Baystate Medical Center, Tufts University School of Medicine, Springfield, MA 01103, USA.
J Pediatr Surg. 2010 Jan;45(1):80-3. doi: 10.1016/j.jpedsurg.2009.10.015.
We present a case report of a novel hybrid natural orifice transluminal endoscopic surgery (NOTES). The operation performed was a transgastric cystgastrostomy with endoscopic guidance for a pancreatic pseudocyst. This operation was completed entirely through an existing gastrostomy site with no incisions, thus avoiding the peritoneal cavity.
This is a case of a 7-year-old boy with neurologic impairment from congenital herpes simplex virus encephalitis who is tube fed. He had acute pancreatitis and developed a 9 cm pancreatic pseudocyst. The pseudocyst failed to resolve after 6 weeks and developed a mature wall. Due to a history of multiple abdominal surgeries and known abdominal adhesions, a minimally invasive approach that would avoid entering the peritoneal cavity was the desired approach. The technique involved a trans-oral endoscope for visualization and the use of the gastrostomy as access to the gastric lumen and pseudocyst. The pancreatic pseudocyst was stabilized with two T-fasteners and confirmed with needle aspiration under endoscopic visualization. The pseudocyst was then opened with the LigaSure (Valleylab, Boulder, CO). The cystgastrostomy anastomosis was completed with an Endopath ETS-Flex Articulating Linear Stapler/Cutter (Ethicon Endo-Surgery, Inc, Cincinnati, OH). The operation took less than 2 hours and was completed without an incision. Under the policies of the Human Research Protection Program, review of a single case is outside the scope of the definition of human subjects research and does not require institutional review board review and approval.
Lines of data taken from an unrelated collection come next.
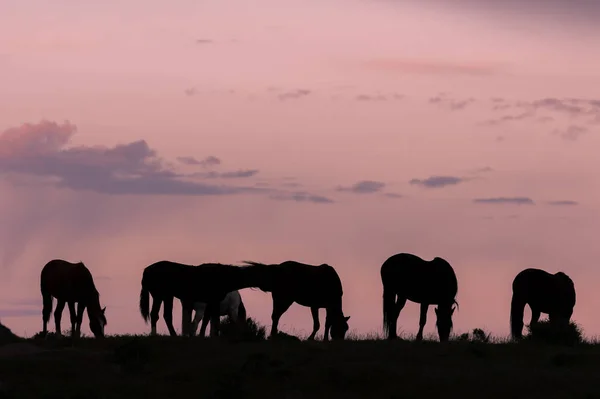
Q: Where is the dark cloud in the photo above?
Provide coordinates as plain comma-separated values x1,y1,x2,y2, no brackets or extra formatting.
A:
546,200,579,206
365,58,501,76
481,97,600,128
429,94,475,111
337,180,385,194
473,197,535,205
409,176,468,188
269,191,334,204
355,93,404,102
277,89,311,101
0,308,42,318
0,121,261,196
552,125,589,141
177,155,221,167
199,169,259,179
383,193,404,198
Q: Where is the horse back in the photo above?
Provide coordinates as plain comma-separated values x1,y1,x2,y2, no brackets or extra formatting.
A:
273,261,344,307
380,253,458,304
40,259,98,302
512,268,576,313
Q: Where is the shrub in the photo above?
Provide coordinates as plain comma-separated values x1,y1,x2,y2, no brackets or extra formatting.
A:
220,317,267,342
472,328,490,344
525,320,583,346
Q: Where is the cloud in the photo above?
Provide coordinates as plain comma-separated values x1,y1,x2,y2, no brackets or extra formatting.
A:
482,97,600,125
277,89,311,101
269,191,334,204
0,120,261,196
552,125,589,141
409,176,469,188
337,180,385,194
473,197,535,205
429,94,475,111
177,155,221,167
355,93,404,102
0,308,42,318
365,58,501,76
546,200,579,206
383,193,404,198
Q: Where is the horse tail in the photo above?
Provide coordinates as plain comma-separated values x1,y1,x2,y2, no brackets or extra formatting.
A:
238,301,247,324
510,292,525,339
383,286,396,336
140,277,150,323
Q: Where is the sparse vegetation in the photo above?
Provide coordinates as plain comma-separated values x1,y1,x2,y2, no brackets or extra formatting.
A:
525,320,583,346
0,319,600,399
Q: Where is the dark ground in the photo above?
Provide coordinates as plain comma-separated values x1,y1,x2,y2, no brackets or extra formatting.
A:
0,336,600,399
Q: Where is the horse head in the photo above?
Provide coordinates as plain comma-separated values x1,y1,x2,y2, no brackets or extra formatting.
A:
331,313,350,341
88,305,108,338
435,301,458,342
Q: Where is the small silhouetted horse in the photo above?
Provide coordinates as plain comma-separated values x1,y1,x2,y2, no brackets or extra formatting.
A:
40,259,107,338
380,253,458,341
510,269,576,340
244,261,350,341
140,261,273,337
190,291,246,337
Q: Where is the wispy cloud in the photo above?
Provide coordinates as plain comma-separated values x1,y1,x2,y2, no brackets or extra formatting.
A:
546,200,579,206
277,89,311,101
177,155,221,167
269,191,334,204
473,197,535,205
0,121,260,196
409,176,469,188
337,180,385,194
365,58,503,76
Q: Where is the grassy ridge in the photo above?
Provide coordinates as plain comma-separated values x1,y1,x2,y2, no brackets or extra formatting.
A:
0,336,600,399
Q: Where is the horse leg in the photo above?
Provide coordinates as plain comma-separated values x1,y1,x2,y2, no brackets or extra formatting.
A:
42,293,52,336
150,295,163,335
181,301,196,337
75,302,86,337
308,306,318,341
417,303,429,341
192,302,206,337
388,296,407,339
529,308,541,328
68,301,77,338
163,296,177,337
209,301,221,338
54,300,66,335
269,295,294,338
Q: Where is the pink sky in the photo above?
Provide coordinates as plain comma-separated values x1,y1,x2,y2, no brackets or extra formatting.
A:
0,0,600,336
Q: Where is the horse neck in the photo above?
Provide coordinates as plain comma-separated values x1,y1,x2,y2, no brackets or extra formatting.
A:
228,265,275,291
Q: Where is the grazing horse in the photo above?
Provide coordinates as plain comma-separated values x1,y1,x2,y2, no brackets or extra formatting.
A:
40,259,107,338
380,253,458,342
140,261,273,337
186,291,246,337
244,261,350,341
510,269,576,340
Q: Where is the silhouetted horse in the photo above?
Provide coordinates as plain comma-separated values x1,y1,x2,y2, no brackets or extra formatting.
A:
510,269,576,339
244,261,350,341
140,261,273,337
40,259,107,338
190,291,246,337
380,253,458,341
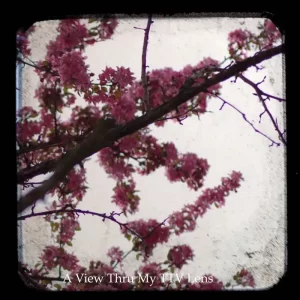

The patient did well postoperatively and had a dramatic reduction in size of the pancreatic pseudocyst to 3.5 cm by 2 weeks.
Hybrid NOTES cystgastrostomy performed through an existing gastrocutaneous fistula is an excellent approach for minimally invasive drainage of pancreatic pseudocysts.
我们报告了一例新型混合经自然腔道内镜外科(NOTES)手术。实施的手术是经胃内镜引导下的胰腺假性囊肿胃囊肿造口术。该手术完全通过现有的胃造口部位进行,无需切口,从而避免了进入腹腔。
这是一例 7 岁男孩,因先天性单纯疱疹病毒脑炎导致神经功能障碍,需要经胃管喂养。他患有急性胰腺炎并发展为 9 厘米的胰腺假性囊肿。该假性囊肿在 6 周后未消退并形成成熟壁。由于多次腹部手术和已知的腹部粘连史,希望采用一种微创方法,避免进入腹腔。该技术涉及经口内镜进行可视化,并使用胃造口作为进入胃腔和假性囊肿的通道。使用两个 T 型钉稳定胰腺假性囊肿,并在内镜可视化下确认针吸。然后使用 LigaSure(Valleylab,Boulder,CO)切开假性囊肿。使用 Endopath ETS-Flex 关节线性吻合器/切割器(Ethicon Endo-Surgery,Inc.,Cincinnati,OH)完成囊肿胃吻合术。手术时间不到 2 小时,且无需切口。根据人类研究保护计划的政策,对单个病例的审查不属于人类受试者研究的定义范围,不需要机构审查委员会的审查和批准。
患者术后恢复良好,胰腺假性囊肿大小在 2 周内显著缩小至 3.5 厘米。
通过现有的经皮胃造口瘘进行混合 NOTES 囊肿胃造口术是微创引流胰腺假性囊肿的极佳方法。